Comme l'a noté la ministre Beauchamp, cette position est en contradiction totale avec les revendications antérieures du mouvement étudiant. Par exemple, en 2007, les fédérations déploraient le «sous-financement» des universités (400 millions, disaient-elles) et des cégeps (300 millions).

Dans la mesure où il existe des problèmes de gestion dans les universités, ce n'est pas aux militants étudiants de négocier les mesures à prendre avec le gouvernement. La gestion des universités relève de l'État et des établissements eux-mêmes. À cet égard, on note que dans leurs suggestions d'économies, la FEUQ et la FECQ ne disent pas mot de la rémunération des professeurs et autres employés, qui représente pourtant 78% des dépenses de fonctionnement des universités.

Certains, notamment le Parti québécois, ont demandé au gouvernement Charest de nommer un médiateur pour faciliter les négociations. Ils espèrent évidemment qu'un médiateur de réputation pourrait accroître la pression sur Québec pour qu'il diminue l'ampleur de la hausse des droits de scolarité. Cependant, il n'appartient pas à un tiers de décider des orientations budgétaires de la province.
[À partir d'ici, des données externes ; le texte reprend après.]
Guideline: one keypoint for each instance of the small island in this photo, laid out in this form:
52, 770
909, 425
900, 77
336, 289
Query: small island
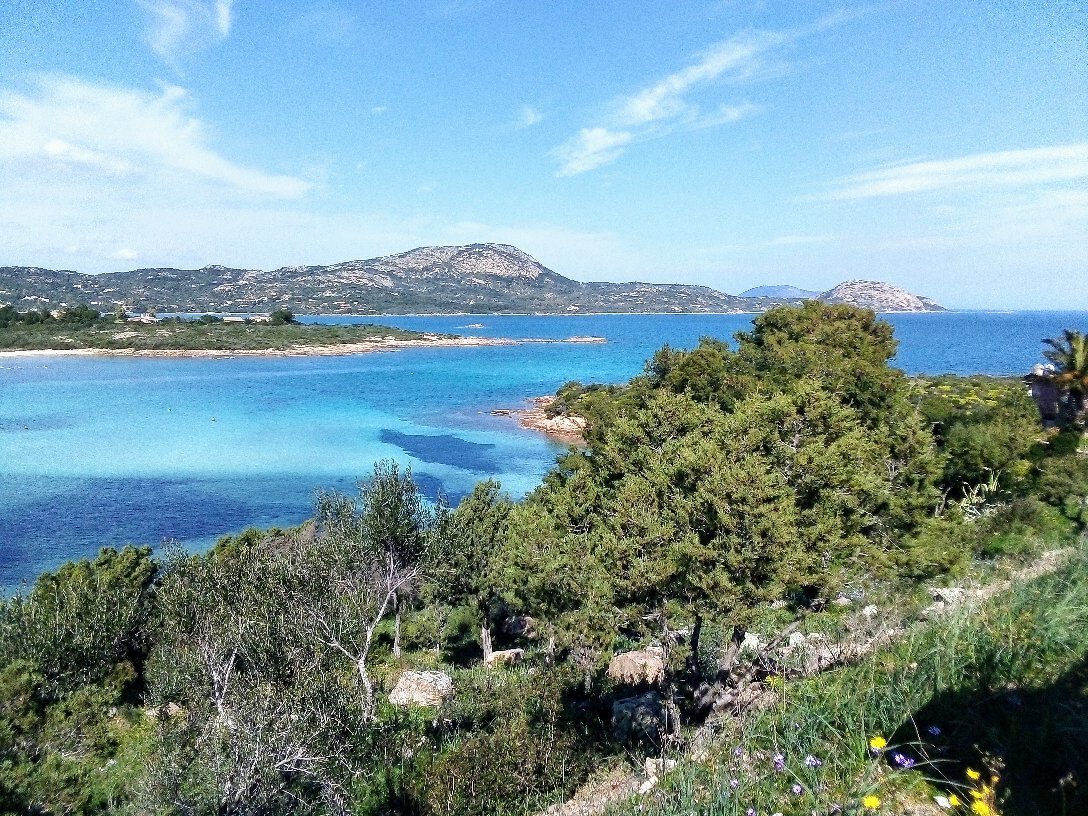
84, 330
Ces orientations doivent être déterminées par le gouvernement élu, lui seul étant redevable de ces décisions devant la population.

Hier, 200 personnalités de divers milieux, notamment plusieurs artistes, ont réclamé un moratoire sur la hausse des droits de scolarité jusqu'à la tenue d'«états généraux sur l'éducation supérieure». Un moratoire, c'est tout simplement le retour du gel. Au lendemain des élections, ou bien le prochain gouvernement confirmera ce gel, ou bien il faudra se taper un nouveau psychodrame.

Après des années de discussions sur cette question, le moment était venu pour le gouvernement de prendre une décision et de s'y tenir. Moratoire, états généraux et commissions ne sont qu'autant de moyens de pelleter les problèmes en avant... ou de pelleter des nuages.